His nose began to bleed.
Magnus fell down, sprawled on the ground. His bowels felt like a sack of hot soup.
The thunder sounded like the giant bones of skeletal gods grinding together.
Magnus curled into a ball. He began to cry. A childhood terror gripped him. The fear of monsters and being lost in the darkness.
He whimpered. The ground was cold, sucking at his warmth.
The world faded away.
* * *
Ralph awoke, ran his tongue over furred teeth. A shard of pepperoni was stuck between two molars. He gave up trying to loosen it with his tongue. He burped and it tasted of stomach fluids.
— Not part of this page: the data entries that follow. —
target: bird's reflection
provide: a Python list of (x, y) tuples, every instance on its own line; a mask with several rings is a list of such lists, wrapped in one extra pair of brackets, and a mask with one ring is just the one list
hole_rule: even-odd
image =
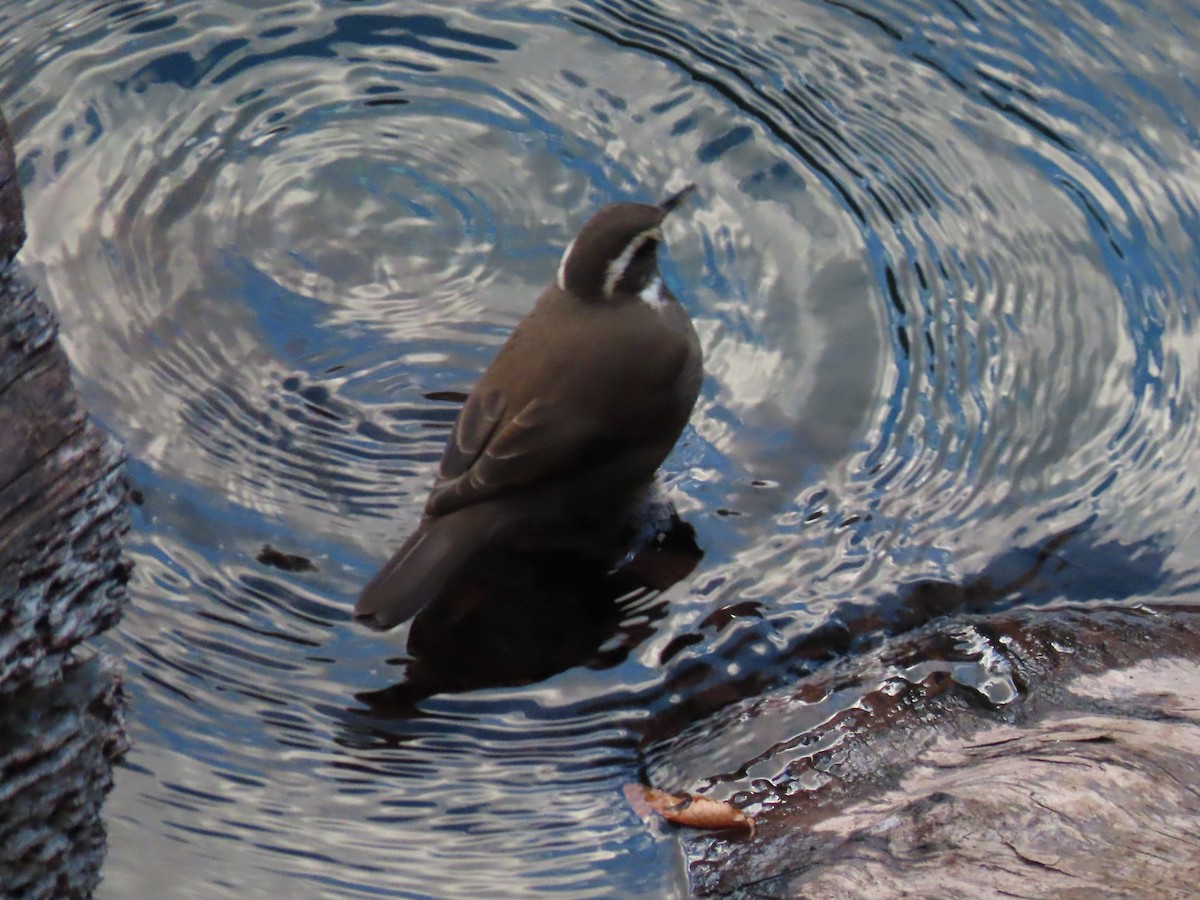
[(490, 557), (413, 622), (403, 679), (355, 697), (377, 715), (407, 716), (433, 694), (618, 665), (666, 616), (662, 592), (702, 556), (691, 526), (672, 516), (614, 571), (572, 556)]

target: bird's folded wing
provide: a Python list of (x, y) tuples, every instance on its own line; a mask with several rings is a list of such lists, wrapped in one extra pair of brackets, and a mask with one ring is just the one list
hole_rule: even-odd
[(425, 512), (443, 516), (552, 478), (606, 443), (588, 416), (532, 400), (509, 418), (498, 391), (472, 395), (442, 456)]

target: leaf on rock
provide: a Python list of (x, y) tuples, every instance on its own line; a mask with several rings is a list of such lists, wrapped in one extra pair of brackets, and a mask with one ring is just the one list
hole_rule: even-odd
[(658, 814), (668, 822), (689, 828), (749, 828), (754, 836), (755, 821), (728, 803), (694, 794), (673, 794), (647, 785), (625, 785), (625, 799), (643, 820)]

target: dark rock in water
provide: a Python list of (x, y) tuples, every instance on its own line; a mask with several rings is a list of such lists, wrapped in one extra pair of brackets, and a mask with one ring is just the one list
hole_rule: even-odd
[(305, 556), (299, 553), (284, 553), (282, 550), (276, 550), (270, 544), (264, 544), (263, 548), (258, 551), (258, 556), (254, 557), (263, 565), (270, 565), (283, 572), (313, 572), (317, 571), (316, 564)]
[(13, 262), (24, 236), (0, 118), (0, 896), (90, 896), (124, 694), (110, 664), (77, 654), (127, 601), (130, 520), (121, 450)]
[(90, 896), (104, 859), (101, 805), (127, 749), (110, 665), (68, 666), (0, 713), (0, 896)]
[(17, 182), (17, 157), (8, 124), (0, 112), (0, 265), (7, 265), (25, 242), (25, 205)]
[(1194, 610), (958, 617), (727, 709), (648, 770), (757, 820), (752, 841), (689, 838), (698, 894), (1190, 895), (1196, 660)]
[(61, 678), (126, 601), (122, 455), (79, 403), (58, 326), (11, 262), (24, 236), (0, 126), (0, 695)]

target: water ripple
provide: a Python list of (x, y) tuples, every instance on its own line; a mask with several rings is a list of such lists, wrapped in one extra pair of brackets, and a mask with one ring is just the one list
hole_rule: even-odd
[[(1194, 590), (1195, 18), (0, 5), (23, 262), (144, 499), (106, 883), (660, 895), (644, 748), (940, 612)], [(348, 610), (454, 397), (592, 210), (685, 179), (703, 563), (538, 684), (416, 690)]]

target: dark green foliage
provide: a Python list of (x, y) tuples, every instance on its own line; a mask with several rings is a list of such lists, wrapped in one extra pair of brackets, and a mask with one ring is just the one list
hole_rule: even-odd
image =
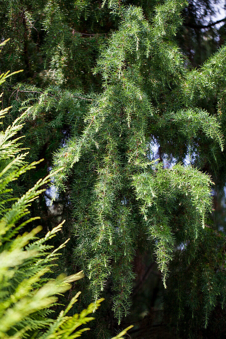
[[(24, 112), (33, 158), (44, 154), (42, 170), (57, 171), (59, 217), (72, 235), (63, 269), (83, 270), (86, 300), (111, 295), (120, 322), (136, 254), (152, 252), (171, 328), (208, 337), (225, 306), (225, 239), (208, 218), (213, 181), (218, 196), (226, 181), (226, 47), (210, 56), (213, 43), (189, 61), (183, 13), (199, 20), (183, 0), (4, 2), (16, 18), (3, 20), (4, 34), (19, 28), (13, 61), (25, 66), (8, 99)], [(211, 34), (200, 33), (202, 43)]]

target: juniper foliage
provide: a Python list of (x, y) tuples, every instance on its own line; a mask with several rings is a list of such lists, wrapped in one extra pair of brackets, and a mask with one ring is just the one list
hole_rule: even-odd
[[(121, 22), (94, 69), (94, 75), (101, 75), (102, 92), (73, 94), (33, 87), (31, 91), (41, 94), (31, 95), (33, 104), (29, 100), (23, 104), (28, 117), (43, 109), (61, 111), (67, 119), (76, 112), (70, 137), (54, 156), (55, 184), (64, 190), (69, 176), (73, 178), (75, 260), (95, 300), (110, 278), (113, 308), (119, 322), (129, 309), (132, 263), (141, 241), (154, 246), (166, 287), (175, 246), (186, 244), (190, 248), (186, 252), (187, 264), (209, 234), (206, 217), (211, 210), (213, 183), (197, 168), (210, 159), (215, 166), (214, 159), (223, 149), (223, 118), (219, 111), (216, 116), (207, 109), (211, 101), (222, 98), (226, 49), (199, 70), (187, 68), (170, 40), (181, 24), (186, 4), (183, 0), (167, 1), (157, 6), (149, 22), (140, 7), (109, 2)], [(58, 91), (55, 98), (52, 91)], [(76, 103), (69, 109), (72, 100)], [(57, 122), (62, 121), (62, 114)], [(156, 144), (167, 163), (176, 165), (167, 168), (154, 160)], [(185, 166), (188, 159), (190, 165)], [(179, 223), (175, 222), (178, 215), (183, 216)], [(208, 242), (206, 245), (211, 246)], [(203, 287), (199, 292), (205, 295), (202, 303), (196, 304), (201, 297), (197, 299), (193, 285), (188, 288), (195, 297), (185, 301), (192, 309), (202, 304), (206, 326), (213, 300), (218, 295), (224, 300), (224, 270), (219, 277), (215, 289), (206, 293)]]
[[(2, 73), (0, 84), (15, 73)], [(0, 111), (0, 118), (4, 117), (10, 108)], [(12, 183), (35, 168), (40, 162), (29, 164), (26, 161), (27, 152), (21, 147), (22, 137), (17, 136), (23, 126), (23, 117), (22, 115), (5, 131), (0, 132), (0, 338), (73, 339), (90, 330), (84, 325), (94, 319), (88, 316), (97, 309), (103, 299), (91, 304), (80, 314), (69, 316), (67, 314), (77, 301), (79, 292), (57, 316), (53, 314), (57, 296), (84, 275), (81, 271), (69, 277), (62, 275), (56, 279), (50, 278), (59, 251), (67, 241), (55, 249), (49, 241), (61, 231), (63, 222), (42, 238), (37, 236), (41, 226), (21, 234), (29, 223), (39, 219), (25, 217), (31, 203), (45, 190), (43, 186), (50, 177), (39, 180), (20, 198), (13, 197)], [(114, 339), (123, 339), (131, 327)]]
[(120, 321), (135, 254), (150, 250), (167, 319), (182, 337), (201, 337), (225, 306), (225, 239), (207, 218), (226, 181), (225, 46), (191, 69), (175, 42), (183, 0), (4, 2), (14, 42), (4, 55), (26, 77), (10, 94), (12, 115), (26, 111), (33, 158), (44, 149), (52, 166), (55, 152), (83, 294), (96, 300), (110, 285)]

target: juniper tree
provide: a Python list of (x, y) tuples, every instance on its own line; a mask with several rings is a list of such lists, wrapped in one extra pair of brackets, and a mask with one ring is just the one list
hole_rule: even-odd
[[(94, 75), (101, 75), (102, 93), (63, 93), (52, 86), (42, 91), (33, 86), (29, 90), (41, 94), (31, 94), (24, 104), (28, 117), (35, 118), (43, 109), (63, 112), (64, 106), (63, 114), (76, 115), (70, 138), (55, 156), (54, 170), (63, 167), (55, 176), (55, 184), (63, 190), (68, 176), (72, 178), (75, 260), (84, 270), (87, 293), (94, 300), (110, 277), (113, 309), (119, 321), (129, 308), (133, 261), (138, 246), (153, 248), (166, 287), (175, 246), (184, 244), (186, 249), (181, 251), (182, 270), (189, 267), (191, 258), (200, 253), (200, 242), (210, 237), (203, 245), (204, 258), (213, 246), (215, 264), (200, 258), (203, 280), (199, 287), (191, 279), (182, 289), (180, 280), (171, 291), (177, 289), (185, 298), (182, 305), (178, 297), (176, 304), (179, 318), (188, 303), (195, 312), (203, 310), (201, 322), (206, 326), (218, 296), (223, 306), (222, 247), (218, 248), (217, 236), (207, 230), (213, 183), (198, 168), (216, 159), (223, 150), (223, 118), (219, 111), (217, 116), (212, 114), (211, 102), (219, 98), (224, 107), (226, 49), (222, 48), (199, 70), (187, 68), (169, 40), (181, 23), (186, 4), (166, 1), (149, 22), (140, 8), (109, 3), (121, 22), (94, 70)], [(72, 112), (66, 107), (73, 100)], [(84, 110), (84, 101), (88, 102)], [(62, 114), (57, 115), (59, 120)], [(167, 168), (154, 160), (156, 144), (168, 164), (176, 164)], [(190, 164), (185, 166), (188, 159)], [(213, 171), (215, 162), (212, 164), (209, 168)], [(210, 279), (219, 280), (215, 289)], [(189, 321), (192, 327), (192, 316)]]
[[(2, 73), (0, 85), (16, 73)], [(10, 108), (0, 111), (0, 118), (5, 117)], [(39, 218), (23, 220), (29, 213), (31, 204), (44, 190), (43, 185), (50, 179), (49, 176), (39, 180), (20, 198), (13, 197), (13, 182), (39, 163), (29, 164), (26, 161), (27, 149), (21, 147), (22, 137), (17, 136), (23, 126), (22, 118), (22, 115), (5, 131), (0, 132), (0, 338), (54, 339), (67, 337), (72, 339), (90, 330), (84, 325), (94, 318), (87, 316), (98, 308), (102, 299), (90, 304), (79, 314), (66, 315), (77, 301), (79, 292), (65, 309), (58, 316), (54, 315), (53, 308), (57, 304), (57, 296), (70, 288), (70, 283), (83, 276), (81, 271), (69, 277), (62, 275), (57, 279), (50, 276), (56, 265), (54, 262), (58, 252), (67, 241), (54, 250), (48, 242), (61, 231), (63, 222), (49, 231), (44, 238), (37, 236), (40, 226), (18, 235), (28, 223)], [(132, 327), (114, 339), (122, 339)]]
[[(167, 286), (172, 325), (178, 318), (181, 336), (184, 329), (201, 335), (210, 317), (214, 322), (214, 307), (224, 305), (225, 239), (207, 224), (213, 183), (204, 173), (224, 184), (225, 48), (189, 69), (174, 38), (185, 1), (166, 1), (155, 12), (150, 2), (142, 9), (134, 2), (102, 9), (94, 2), (42, 3), (32, 9), (45, 18), (49, 73), (36, 68), (38, 87), (33, 80), (15, 87), (14, 112), (21, 106), (35, 119), (36, 128), (27, 130), (29, 140), (37, 135), (35, 154), (47, 131), (55, 147), (57, 129), (69, 126), (69, 139), (55, 156), (55, 169), (63, 167), (55, 184), (69, 192), (70, 245), (86, 275), (87, 298), (98, 298), (107, 281), (120, 320), (129, 309), (135, 254), (150, 248)], [(43, 89), (46, 79), (52, 84)]]

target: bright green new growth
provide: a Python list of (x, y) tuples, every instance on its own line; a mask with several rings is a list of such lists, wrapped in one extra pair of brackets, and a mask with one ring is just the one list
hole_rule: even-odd
[[(0, 84), (10, 75), (8, 72), (2, 74)], [(0, 111), (0, 118), (10, 108)], [(23, 217), (29, 213), (32, 202), (45, 190), (42, 187), (50, 176), (39, 180), (20, 198), (12, 197), (13, 182), (39, 163), (27, 163), (25, 160), (27, 153), (23, 153), (25, 149), (19, 142), (21, 137), (16, 137), (23, 125), (22, 118), (22, 115), (5, 132), (0, 132), (0, 338), (73, 339), (90, 329), (83, 325), (95, 319), (89, 315), (103, 299), (91, 304), (80, 314), (68, 316), (67, 314), (77, 301), (79, 292), (58, 316), (51, 317), (54, 312), (53, 306), (57, 304), (57, 295), (69, 290), (71, 282), (84, 275), (81, 271), (55, 280), (48, 278), (60, 254), (58, 251), (68, 241), (55, 249), (47, 242), (60, 232), (64, 222), (42, 239), (36, 236), (40, 226), (18, 235), (28, 223), (39, 218)], [(122, 336), (132, 327), (115, 338), (123, 339)]]
[[(102, 92), (58, 91), (54, 99), (51, 91), (57, 88), (34, 86), (31, 91), (41, 95), (31, 94), (25, 105), (27, 116), (50, 109), (61, 111), (58, 123), (71, 118), (71, 137), (54, 157), (55, 183), (63, 190), (69, 176), (73, 178), (75, 260), (94, 300), (111, 278), (119, 321), (129, 308), (139, 242), (154, 246), (165, 285), (173, 250), (198, 243), (211, 210), (209, 177), (183, 163), (198, 158), (199, 152), (201, 158), (206, 144), (213, 158), (223, 149), (218, 119), (203, 106), (225, 87), (226, 47), (199, 70), (187, 69), (167, 40), (180, 24), (186, 4), (166, 1), (149, 23), (140, 8), (109, 2), (121, 22), (94, 71), (102, 76)], [(177, 164), (167, 168), (153, 161), (156, 143)], [(178, 224), (177, 214), (185, 216)], [(206, 310), (209, 300), (205, 300)]]

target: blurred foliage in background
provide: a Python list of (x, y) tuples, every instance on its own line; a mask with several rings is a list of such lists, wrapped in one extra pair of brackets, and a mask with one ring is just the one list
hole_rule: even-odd
[[(10, 38), (1, 73), (23, 69), (1, 84), (2, 109), (12, 107), (1, 128), (23, 114), (17, 132), (27, 161), (44, 159), (12, 181), (11, 194), (23, 196), (59, 171), (30, 209), (41, 218), (41, 238), (66, 221), (49, 242), (57, 248), (70, 238), (51, 276), (86, 276), (66, 292), (71, 298), (82, 290), (69, 315), (103, 296), (89, 338), (107, 339), (131, 324), (134, 338), (221, 337), (224, 2), (0, 5), (1, 40)], [(33, 219), (25, 230), (39, 224)]]

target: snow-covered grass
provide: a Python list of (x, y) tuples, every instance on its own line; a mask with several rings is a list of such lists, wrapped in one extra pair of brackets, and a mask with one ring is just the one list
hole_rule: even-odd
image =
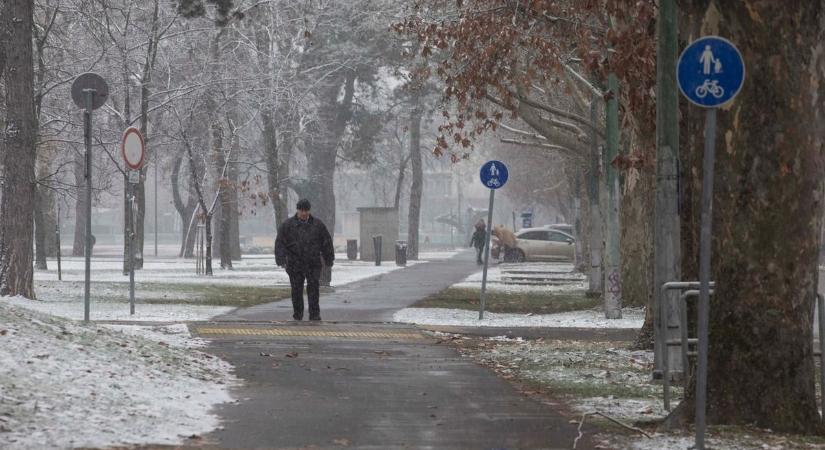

He was shivering.
He sat up, hands over his face, groaning. The world tilted to one side.
Looking through the window, he saw the sky brightening. The wall clock ticked like a pulse. Just past four-thirty. The room was strewn with the wreckage of the night. The smell of stale beer. He wiped his mouth.
Someone had eaten the last of the pizza. Ralph growled. Cold air nipped at his bare arms.
Frank and Joel were asleep. He remembered the stripper through a haze of booze, and laughed.
Magnus was gone.
Ralph stoo
d, put his hand on the sofa to stay upright. His bladder was swollen. His stomach gurgled and turned. He burped again. His heart was a heavy weight within his chest, swimming in acid.
The front door was open. Birdsong. He stumbled to the doorway.
“Magnus?”
No answer.
Thunder boomed far away. Dark clouds to the east.
Magnus was lying on the dewy grass, curled up, his arms wrapped around his chest. His clothes were damp. His glasses were askew. A crust of dried blood between his nose and top lip.
Ralph crouched and shook him by the shoulders. “Magnus, wake up. What you doing out here?”
Magnus opened his eyes, confused and groggy. The bones in his neck clicked when he turned towards Ralph.
“I had a nightmare,” he said, his voice small.
Ralph lifted Magnus’s left eyelid. He examined the eye for signs of something more exotic than beer and vodka. “Have you been smoking those Jamaican woodbines again?”
“I gave up weed a long time ago, Ralph.”
“Let’s get you inside.”
“I don’t think it was a nightmare.” Magnus wiped dew from his face. He looked up at Ralph, his eyes regaining some focus. He blinked. Drool glistened on his mouth.
Ralph helped him to his feet.
Magnus watched the sky as they went inside.
CHAPTER SIX
Later that morning, Frank popped two aspirin into his mouth and washed them down with water. He was sitting next to Ralph on the sofa. Magnus was at the kitchen table, head bowed, drinking coffee and eating toast.
“I feel like shit,” said Ralph, massaging his temples with his fingers.
“Join the club,” Frank said. “I need to brush my teeth.”
The toilet flushed from the other side of the cottage. Joel entered the living room, wearing a baggy t-shirt and boxer shorts. Homer Simpson slippers. His hair was stuck up in ragged tufts. He held his stomach. His face was pale. Watery, puffy eyes. His skinny legs were hairless.
Ralph grinned. “You look very sharp this morning.”